Consistency with the State Energy Policy. Oregon’s energy policy is defined in ORS 469.010. That policy, as it relates to least-cost planning, is to encourage efficient use of energy and to promote energy conservation, sustainable energy resources, and cost-effective energy resources. IPCO’s resource plan calls for increasing the efficiency of the Bridger generating plant through turbine upgrades and increasing capacity and reducing line losses in its distribution system. In addition, the company anticipates using market purchases from existing Western System Coordinating Council resources to meet any immediate capacity or energy deficit. IPCO’s plan places a strong emphasis on increasing the efficiencies of its existing supply-side resources. But IPCO did not properly consider demand-side resources (as discussed above), and therefore, we find that its plan does not comply with Oregon’s energy policy.

Commission Findings

Staff proposes acceptance of the plan with certain qualifications. Staff believes that the DSM targets in the 1997 LCP are reasonable because programs have been reviewed on an ongoing basis for cost effectiveness.

We find we cannot accept Staff’s recommendation. IPCO did not adequately evaluate demand-side resource possibilities and we cannot conclude the Plan reasonably integrates demand-side and supply-side resources.

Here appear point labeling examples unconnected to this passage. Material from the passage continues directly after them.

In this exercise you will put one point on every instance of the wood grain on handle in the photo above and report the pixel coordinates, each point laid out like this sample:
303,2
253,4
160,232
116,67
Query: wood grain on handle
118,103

EFFECT OF THE PLAN ON FUTURE RATE-MAKING ACTIONS

Order No. 89-507 sets forth the Commission’s role in reviewing and acknowledging a utility’s least-cost plan, as follows:

The establishment of least-cost planning in Oregon is not intended to alter the basic roles of the Commission and the utility in the regulatory process. The Commission does not intend to usurp the role of utility decision-maker. Utility management will retain full responsibility for making decisions and for accepting the consequences of the decisions. Thus, the utilities will retain their autonomy while having the benefit of the information and opinion contributed by the public and the Commission.

Plans submitted by utilities will be reviewed by the Commission for adherence to the principles enunciated in this order and any supplemental orders. If further work on a plan is needed, the Commission will return it to the utility with comments. This process should eventually lead to acknowledgment of the plan.

Acknowledgment of a plan means only that the plan seems reasonable to the Commission at the time the acknowledgment is given. As is noted elsewhere in this order, favorable rate-making treatment is not guaranteed by acknowledgment of a plan. Order No. 89-507 at 6 and 11.

This order does not constitute a determination on the rate-making treatment of any resource acquisitions or other expenditures undertaken pursuant to IPCO’s 1997 Least-Cost Plan. As a legal matter, the Commission must reserve judgment on all rate-making issues. Notwithstanding these legal requirements, we consider the least-cost planning process to complement the rate-making process. In rate-making proceedings in which the reasonableness of resource acquisitions is considered, the Commission will give considerable weight to utility actions which are consistent with acknowledged least-cost plans. Utilities will also be expected to explain actions they take which may be inconsistent with Commission-acknowledged plans.

Conclusion. The Commission cannot conclude that IPCO’s Least-Cost Plan is reasonable. The Plan does not meet the procedural and substantive requirements of Order No. 89-507. The Plan is not acknowledged.

ORDER

IT IS ORDERED that the 1997 Least-Cost Plan filed by Idaho Power Company on June 7, 1997, not be acknowledged in accordance with Order No. 89-507.

Made, entered, and effective _________________________.

______________________________

Ron Eachus

Chairman

____________________________

Roger Hamilton

Commissioner

  ____________________________

Joan H. Smith

Commissioner

A party may request rehearing or reconsideration of this order pursuant to ORS 756.561. A request for rehearing or reconsideration must be filed with the Commission within 60 days of the date of service of this order. The request must comply with the requirements in OAR 860-14-095. A copy of any such request must also be serve on each party to the proceeding as provided by OAR 860-13-070(2)(a). A party may appeal this order to a court pursuant to ORS 756.580.